The benefits of this are seen above, where Scotland pass from left to right, from left centre-back to right centre-back, to access Souttar, the free man. Souttar, no longer under pressure from an Albanian left winger due to their switch to 3-5-2, was then able to drive forward with the ball at feet, advancing the attack and provoking the next line of Albanian defence into closing him down.


Another issue for Albania’s defence was how to deal with Scotland’s new midfield shape. Whereas before all three of Scotland’s central midfielders were in front of them, now two were in front and McGregor was behind. Thus, they were forced into closing down or limiting the options of Armstrong and McGinn while simultaneously having to block passing lanes through to McGregor, who takes advantage of the blind side on a weekly basis for Celtic in the Scottish Premiership.

Strong start for Scotland


Scotland’s build-up still needs fine-tuning, but, one McGinn giveaway aside, mistakes in this area were limited. This is promising, as build-up issues have stunted the national team for many years and any reasonably organised opponent – cough, Belgium – has been able to exploit this area.
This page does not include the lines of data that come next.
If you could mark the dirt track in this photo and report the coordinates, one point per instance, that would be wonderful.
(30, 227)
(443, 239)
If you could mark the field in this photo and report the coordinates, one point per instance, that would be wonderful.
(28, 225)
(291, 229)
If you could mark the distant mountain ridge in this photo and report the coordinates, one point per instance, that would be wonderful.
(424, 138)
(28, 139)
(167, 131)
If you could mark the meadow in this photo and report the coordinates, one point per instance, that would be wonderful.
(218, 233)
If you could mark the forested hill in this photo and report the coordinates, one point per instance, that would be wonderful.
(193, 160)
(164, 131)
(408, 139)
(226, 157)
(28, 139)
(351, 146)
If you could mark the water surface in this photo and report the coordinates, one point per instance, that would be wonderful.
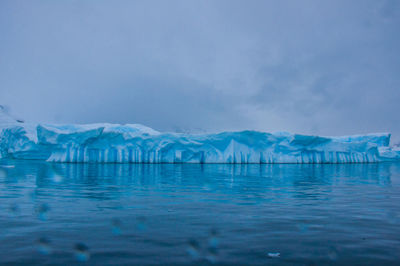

The team’s attacking play was generally better than before, which is why they created a number of quality scoring chances on top of the two goals scored. There are a few reasons behind the improvement. One is that the back three offers more stability and a wider base to build possession from. Another is that McGregor’s positional play, honed under Brendan Rodgers at club level. Finally, McLeish’s use of two non-traditional strikers gave the team more movement and combination play than the usual ploy of hitting a target man or leaving Griffiths up front on his own.


All in all, Scotland made a strong start to their UEFA Nations League campaign. And, with McLeish paying more attention to young talent and utilising a system that suits the personnel available, there will be reason for optimism when they travel to face Israel in October.